Bearings are one of the most widely used components in the industry that are more vulnerable than other parts of machines. In this research, a precise method was developed for diagnosis bearing detection based on vibrating signals. Vibration signals were recorded from four common faults in the bearings at three speeds of 1800, 3900, and 6600 rpm. The vibration signals were transmitted by the fast Fourier transform to the frequency domain. A total of 24 features were extracted from frequency and time signals. The superior features are selected using the combination of genetic algorithm and artificial neural network. A support vector machine is used to intelligently detect ball bearing faults. The accuracy of the support vector machine with all extracted features in different revolutions showed that the highest accuracy for training and test data was obtained 78.86% and 69.33% respectively, at 1800 rpm. The results of reduction and selection of superior features showed that the highest accuracy of the support machine was obtained in the classification of ball bearing faults for training and test data 97.14% and 93.33%, respectively. The results show that the use of the feature selection method based on the genetic algorithm will increase the accuracy of the classification.
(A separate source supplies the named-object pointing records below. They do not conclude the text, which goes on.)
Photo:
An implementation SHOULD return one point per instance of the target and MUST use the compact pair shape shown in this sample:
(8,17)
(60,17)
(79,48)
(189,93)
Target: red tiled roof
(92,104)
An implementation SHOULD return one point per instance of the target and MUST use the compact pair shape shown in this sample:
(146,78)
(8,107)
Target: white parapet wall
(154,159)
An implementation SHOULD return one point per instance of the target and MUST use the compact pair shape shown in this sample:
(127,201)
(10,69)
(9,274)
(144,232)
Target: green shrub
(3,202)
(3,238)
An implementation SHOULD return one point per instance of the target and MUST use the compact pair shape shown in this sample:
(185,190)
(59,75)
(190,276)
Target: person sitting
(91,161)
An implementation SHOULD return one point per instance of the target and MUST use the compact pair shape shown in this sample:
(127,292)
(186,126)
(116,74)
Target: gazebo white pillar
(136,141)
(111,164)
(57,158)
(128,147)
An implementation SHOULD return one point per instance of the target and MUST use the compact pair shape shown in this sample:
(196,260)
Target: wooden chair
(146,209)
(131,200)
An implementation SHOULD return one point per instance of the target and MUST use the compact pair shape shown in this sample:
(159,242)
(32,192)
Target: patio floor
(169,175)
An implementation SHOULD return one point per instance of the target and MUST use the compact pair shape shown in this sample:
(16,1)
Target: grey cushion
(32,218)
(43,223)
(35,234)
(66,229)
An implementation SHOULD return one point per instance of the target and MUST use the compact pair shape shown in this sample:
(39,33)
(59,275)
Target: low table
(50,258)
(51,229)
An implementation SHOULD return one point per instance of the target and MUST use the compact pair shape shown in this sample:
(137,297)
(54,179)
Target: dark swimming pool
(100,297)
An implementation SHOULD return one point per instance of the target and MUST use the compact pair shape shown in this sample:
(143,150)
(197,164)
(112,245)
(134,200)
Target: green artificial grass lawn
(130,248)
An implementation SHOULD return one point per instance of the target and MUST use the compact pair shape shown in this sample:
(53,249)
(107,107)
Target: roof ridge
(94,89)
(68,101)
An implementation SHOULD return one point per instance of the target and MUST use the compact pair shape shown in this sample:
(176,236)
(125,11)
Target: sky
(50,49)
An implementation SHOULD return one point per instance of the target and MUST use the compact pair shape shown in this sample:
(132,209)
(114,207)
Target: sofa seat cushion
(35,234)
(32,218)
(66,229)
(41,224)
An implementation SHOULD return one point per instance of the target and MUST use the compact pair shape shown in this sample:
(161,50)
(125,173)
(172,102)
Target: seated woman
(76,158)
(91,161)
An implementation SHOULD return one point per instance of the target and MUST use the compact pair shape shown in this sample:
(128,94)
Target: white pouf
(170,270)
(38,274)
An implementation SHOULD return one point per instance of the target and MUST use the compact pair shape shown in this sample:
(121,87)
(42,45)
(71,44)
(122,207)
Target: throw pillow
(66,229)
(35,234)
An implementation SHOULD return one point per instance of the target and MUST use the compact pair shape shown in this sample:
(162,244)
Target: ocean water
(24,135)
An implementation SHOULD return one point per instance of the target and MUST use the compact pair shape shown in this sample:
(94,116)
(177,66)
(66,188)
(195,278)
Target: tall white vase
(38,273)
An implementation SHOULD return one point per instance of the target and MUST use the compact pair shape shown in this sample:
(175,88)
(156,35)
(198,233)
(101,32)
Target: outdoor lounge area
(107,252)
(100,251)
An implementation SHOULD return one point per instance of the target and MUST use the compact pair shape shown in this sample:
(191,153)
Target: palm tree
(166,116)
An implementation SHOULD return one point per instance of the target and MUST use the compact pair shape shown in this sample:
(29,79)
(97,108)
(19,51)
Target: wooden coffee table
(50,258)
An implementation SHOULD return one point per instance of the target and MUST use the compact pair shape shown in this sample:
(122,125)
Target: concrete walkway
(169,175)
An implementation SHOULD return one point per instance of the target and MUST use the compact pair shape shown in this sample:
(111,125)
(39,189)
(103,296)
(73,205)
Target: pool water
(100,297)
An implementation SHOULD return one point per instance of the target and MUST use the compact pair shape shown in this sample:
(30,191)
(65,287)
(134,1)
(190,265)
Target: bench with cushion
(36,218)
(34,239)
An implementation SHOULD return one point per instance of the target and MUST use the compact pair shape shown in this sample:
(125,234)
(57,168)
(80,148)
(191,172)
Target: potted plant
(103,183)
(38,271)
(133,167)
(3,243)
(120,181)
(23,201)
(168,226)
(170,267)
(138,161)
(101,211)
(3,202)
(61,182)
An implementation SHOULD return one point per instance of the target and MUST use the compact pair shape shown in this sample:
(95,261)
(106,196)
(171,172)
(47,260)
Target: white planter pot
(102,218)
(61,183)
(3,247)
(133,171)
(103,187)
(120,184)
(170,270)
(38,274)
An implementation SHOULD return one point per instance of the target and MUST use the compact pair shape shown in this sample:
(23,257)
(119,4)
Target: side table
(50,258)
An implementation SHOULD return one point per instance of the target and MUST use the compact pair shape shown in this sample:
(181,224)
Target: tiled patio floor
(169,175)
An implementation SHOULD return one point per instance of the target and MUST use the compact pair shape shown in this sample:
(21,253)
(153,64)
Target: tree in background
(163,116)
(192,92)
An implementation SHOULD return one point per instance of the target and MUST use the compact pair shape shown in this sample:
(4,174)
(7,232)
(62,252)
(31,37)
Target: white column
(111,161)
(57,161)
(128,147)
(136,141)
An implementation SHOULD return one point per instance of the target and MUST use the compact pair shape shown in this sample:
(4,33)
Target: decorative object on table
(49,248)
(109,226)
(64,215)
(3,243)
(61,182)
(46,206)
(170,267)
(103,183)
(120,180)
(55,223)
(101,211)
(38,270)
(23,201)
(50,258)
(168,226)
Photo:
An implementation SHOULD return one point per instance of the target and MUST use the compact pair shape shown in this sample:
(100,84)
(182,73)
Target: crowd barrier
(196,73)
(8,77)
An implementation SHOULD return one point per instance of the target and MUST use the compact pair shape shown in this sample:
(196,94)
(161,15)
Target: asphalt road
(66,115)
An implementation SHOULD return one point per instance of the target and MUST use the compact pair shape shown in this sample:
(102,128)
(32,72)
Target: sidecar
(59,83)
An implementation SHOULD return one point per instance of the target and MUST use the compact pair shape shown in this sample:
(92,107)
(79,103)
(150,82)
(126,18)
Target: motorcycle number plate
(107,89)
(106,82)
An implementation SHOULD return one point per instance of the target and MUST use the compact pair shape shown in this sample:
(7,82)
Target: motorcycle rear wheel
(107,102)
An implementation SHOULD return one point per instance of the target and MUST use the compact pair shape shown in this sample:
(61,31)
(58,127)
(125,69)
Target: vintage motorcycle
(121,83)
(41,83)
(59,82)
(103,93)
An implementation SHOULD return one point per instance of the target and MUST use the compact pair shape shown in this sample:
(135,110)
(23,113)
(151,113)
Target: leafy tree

机译:轴承是业内最广泛使用的组件之一,比其他地区更容易受到影响。在该研究中,开发了一种基于振动信号的诊断轴承检测的精确方法。从轴承中的四个常见故障记录振动信号,以1800,3900和6600rpm的三个速度从轴承中的四个常见故障记录。振动信号由快速傅里叶变换传输到频域。从频率和时间信号中提取共24个特征。使用遗传算法和人工神经网络的组合选择了优异的特征。支持向量机用于智能地检测滚珠轴承故障。具有不同转旋转中所有提取特征的支持向量机的准确性显示,在1800rpm,分别获得了培训和测试数据的最高精度78.86%和69.33%。减少和选择优异特征的结果表明,在滚珠轴承故障的分类中获得了支撑机器的最高精度,分别为97.14%和93.33%的训练和测试数据。结果表明,使用基于遗传算法的特征选择方法将提高分类的准确性。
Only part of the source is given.